"Was it Mr. Wittingham's voice?" asked Miss Clifford.

"Oh, dear no," replied Captain Hayward; "one quite of a different tone; a good deal of the same swaggering insolence in it, but, to my fancy, there was more bold and dogged determination. Every now and then there was a small pause, too, before a word was pronounced, which one generally finds in the speech of a cunning man; but yet there was a sort of sneering persiflage in the words, that I have more generally met with in the empty-headed coxcombs of fashion, who have nothing to recommend them but impertinence and a certain position in society. However, it could not be Mr. Wittingham, for him this lawyer must have known very well, and his reply was,--'Indeed, Captain Moreton, I have not; but I thought it better to come over and answer your note in person, to see what could be done for you.'"

"Captain Moreton!" cried Mary; "I know who it is very well--not that I ever saw him, as far as I can remember; for he quitted this part of the country ten or twelve years ago, when I was quite a child; but I have often heard my father say that he was a bad, reckless man, and had become quite an adventurer, after having broken his mother's heart, ruined his other parent, and abridged poor old Mr. Moreton's days also. He died quite in poverty, three years ago, after having sold his estate, or mortgaged it, or something of the kind, to this very Mr. Wharton, the attorney."

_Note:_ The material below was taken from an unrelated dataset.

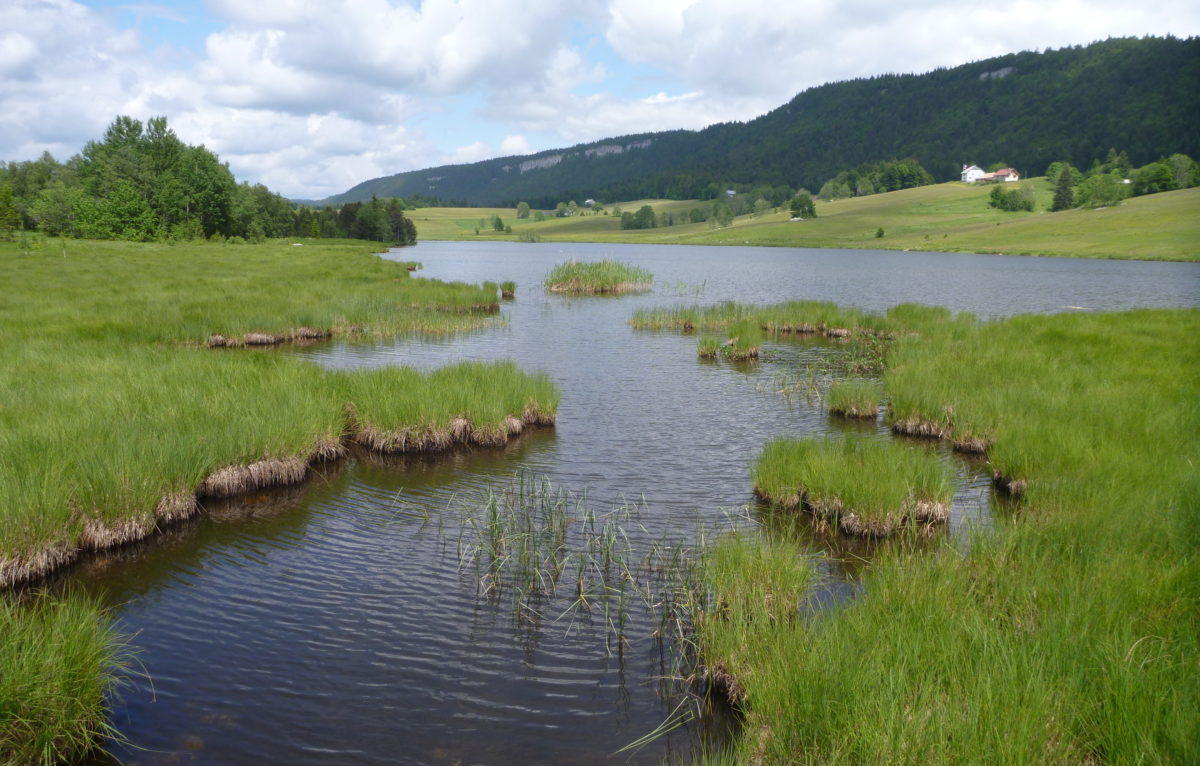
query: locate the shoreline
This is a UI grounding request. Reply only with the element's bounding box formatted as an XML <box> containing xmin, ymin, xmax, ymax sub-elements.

"Indeed!" said Ned Hayward, "that explains a great deal, my dear young lady. Where did this property lie?"

"Just beyond my uncle's, a little way on the other side of the moor," replied Miss Clifford.

Ned Hayward fell into a fit of thought, and did not reply for some moments; at length he said, with a laugh, "Well, I do not know that their conversation would interest you very much, though, in spite of all I could do I heard a great part of it, and as for the rest, I must manage the best way I can myself."

"You are very tantalising, Captain Hayward," said his fair companion, "and you seem to imply that I could aid in something. If I can, I think you are bound to tell me. Confidence for confidence, you know," and when she had done she coloured slightly, as if feeling that her words implied more than she meant.

"Assuredly," replied Ned Hayward; "but I only fear I might distress you."

"If what you say has reference to Mr. Wittingham," the young lady answered, raising her eyes to his face with a look of ingenuous frankness, "let me assure you, once for all, that nothing you can say will distress me if it do not imply that I feel something more than the coldest indifference."

"Nay, it does not refer to him at all," replied Ned Hayward, "but to one you love better."